Abstract

The Caruaru-Arcoverde batholith, with an outcrop area of ~2000 km2, is one of the largest Brasiliano plutons in Borborema Province, northeastern Brazil. The batholith intrudes orthogneisses and supracrustal rocks characterized by flat-lying foliation, and is bounded in the south by a synmagmatic, transcurrent shear zone, interpreted by some as a terrane boundary. In order to constrain the emplacement age of the batholith and the Proterozoic history of the eastern portion of Borborema Province, single zircon grains from seven samples from the Caruaru-Arcoverde batholith and nearby country rocks were analyzed by the Pb-evaporation technique. Zircons from orthogneisses immediately north of the Caruaru-Arcoverde batholith yielded ages of 2098 ± 15 Ma and 2072 ± 3 Ma.
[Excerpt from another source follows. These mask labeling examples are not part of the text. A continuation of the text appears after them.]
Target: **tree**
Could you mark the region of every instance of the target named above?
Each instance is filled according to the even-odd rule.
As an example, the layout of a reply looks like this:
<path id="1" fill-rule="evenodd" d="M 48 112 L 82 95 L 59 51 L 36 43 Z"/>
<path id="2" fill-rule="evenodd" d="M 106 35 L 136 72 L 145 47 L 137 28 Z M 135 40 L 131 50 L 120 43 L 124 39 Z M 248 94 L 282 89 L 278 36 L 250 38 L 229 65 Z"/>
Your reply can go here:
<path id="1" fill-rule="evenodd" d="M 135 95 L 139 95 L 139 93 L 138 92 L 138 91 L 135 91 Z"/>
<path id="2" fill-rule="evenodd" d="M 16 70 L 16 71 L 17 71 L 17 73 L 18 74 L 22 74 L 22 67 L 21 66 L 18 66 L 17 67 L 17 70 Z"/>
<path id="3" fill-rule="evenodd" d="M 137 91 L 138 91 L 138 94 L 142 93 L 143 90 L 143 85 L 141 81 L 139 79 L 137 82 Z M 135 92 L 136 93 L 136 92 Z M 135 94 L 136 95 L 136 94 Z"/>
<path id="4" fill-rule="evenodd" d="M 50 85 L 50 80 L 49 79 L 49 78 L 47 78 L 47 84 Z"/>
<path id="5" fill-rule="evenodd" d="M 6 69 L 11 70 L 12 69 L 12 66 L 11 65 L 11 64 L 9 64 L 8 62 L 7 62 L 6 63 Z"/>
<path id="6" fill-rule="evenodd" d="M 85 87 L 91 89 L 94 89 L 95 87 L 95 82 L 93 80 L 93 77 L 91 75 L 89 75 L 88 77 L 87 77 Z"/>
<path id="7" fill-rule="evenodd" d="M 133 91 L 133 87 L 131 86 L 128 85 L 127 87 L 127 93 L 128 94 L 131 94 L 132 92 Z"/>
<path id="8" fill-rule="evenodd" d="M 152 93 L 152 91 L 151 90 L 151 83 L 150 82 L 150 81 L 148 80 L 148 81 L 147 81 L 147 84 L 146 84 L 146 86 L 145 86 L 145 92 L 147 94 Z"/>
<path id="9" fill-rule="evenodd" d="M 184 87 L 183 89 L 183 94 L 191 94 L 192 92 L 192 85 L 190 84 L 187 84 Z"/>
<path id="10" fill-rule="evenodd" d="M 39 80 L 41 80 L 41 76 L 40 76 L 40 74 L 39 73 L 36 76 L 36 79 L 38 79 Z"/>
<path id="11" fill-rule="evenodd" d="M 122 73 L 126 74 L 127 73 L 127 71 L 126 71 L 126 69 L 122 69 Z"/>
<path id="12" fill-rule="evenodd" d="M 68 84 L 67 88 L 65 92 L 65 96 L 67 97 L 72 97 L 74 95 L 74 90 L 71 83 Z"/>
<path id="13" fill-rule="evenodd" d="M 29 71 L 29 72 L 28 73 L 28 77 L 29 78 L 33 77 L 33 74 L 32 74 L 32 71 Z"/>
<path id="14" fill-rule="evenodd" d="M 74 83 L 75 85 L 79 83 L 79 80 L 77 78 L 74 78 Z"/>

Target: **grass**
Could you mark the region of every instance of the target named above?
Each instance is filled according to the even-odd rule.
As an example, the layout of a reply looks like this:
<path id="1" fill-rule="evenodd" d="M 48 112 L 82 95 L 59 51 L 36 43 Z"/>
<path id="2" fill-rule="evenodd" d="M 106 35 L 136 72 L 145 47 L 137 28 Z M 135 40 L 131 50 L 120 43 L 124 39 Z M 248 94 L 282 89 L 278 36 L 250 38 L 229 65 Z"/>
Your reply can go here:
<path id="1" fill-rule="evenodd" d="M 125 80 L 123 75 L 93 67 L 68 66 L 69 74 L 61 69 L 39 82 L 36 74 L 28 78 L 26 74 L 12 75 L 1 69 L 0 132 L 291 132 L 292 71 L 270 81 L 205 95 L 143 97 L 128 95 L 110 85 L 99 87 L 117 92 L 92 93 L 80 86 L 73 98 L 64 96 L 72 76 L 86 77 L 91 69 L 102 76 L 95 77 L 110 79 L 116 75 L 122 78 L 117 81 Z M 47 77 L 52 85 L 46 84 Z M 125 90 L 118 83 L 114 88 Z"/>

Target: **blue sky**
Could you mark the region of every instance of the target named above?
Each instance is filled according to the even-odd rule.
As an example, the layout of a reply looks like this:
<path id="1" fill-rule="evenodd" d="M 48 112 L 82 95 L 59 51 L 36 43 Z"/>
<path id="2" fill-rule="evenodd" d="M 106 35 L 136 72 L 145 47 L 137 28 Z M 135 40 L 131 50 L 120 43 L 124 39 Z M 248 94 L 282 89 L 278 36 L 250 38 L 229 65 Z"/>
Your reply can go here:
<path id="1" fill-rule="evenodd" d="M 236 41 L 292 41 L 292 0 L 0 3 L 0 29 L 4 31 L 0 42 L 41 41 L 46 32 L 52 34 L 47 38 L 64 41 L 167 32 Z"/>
One zircon sample from an orthogneiss located south of the batholith gave an age of 2075 ± 7 Ma. Combined with existing zircon U-Pb ages in orthogneisses and Nd model ages of plutons and country rocks in eastern Borborema Province, these data indicate important crustal growth during the Middle Paleoproterozoic (2.2-2.0 Ga). In contrast, a sample from another orthogneiss southeast of the Caruaru-Arcoverde batholith gave an age of 629 ± 9 Ma. Because the flat-lying foliation in different country rocks was formed under the same high-amphibolite-facies conditions, this age suggests that the regional fabric developed during the Late Neoproterozoic. Two samples from the main phase of the Caruaru-Arcoverde batholith yielded mean ages of 591 ± 5 Ma and 587 ± 5 Ma, whereas a sample from a late facies gave an mean age of 583 ± 5 Ma. The oldest age of 591 Ma places an upper bound on the beginning of strike-slip motion, because field evidence indicates that the shear zone developed after emplacement of the Caruaru-Arcoverde batholith. Correlations of the Caruaru area with other sectors of Borborema Province and the Cameroon and Nigerian provinces of western Africa suggest that these areas: (1) were assembled during the Transamazonian/Eburnean orogeny; and (2) formed a coherent unit during the Late Neoproterozoic Brasiliano/Pan-African orogeny, when they were deformed first by a tectonic event, possibly resulting from thrust motion, and then subjected to a strike-slip regime.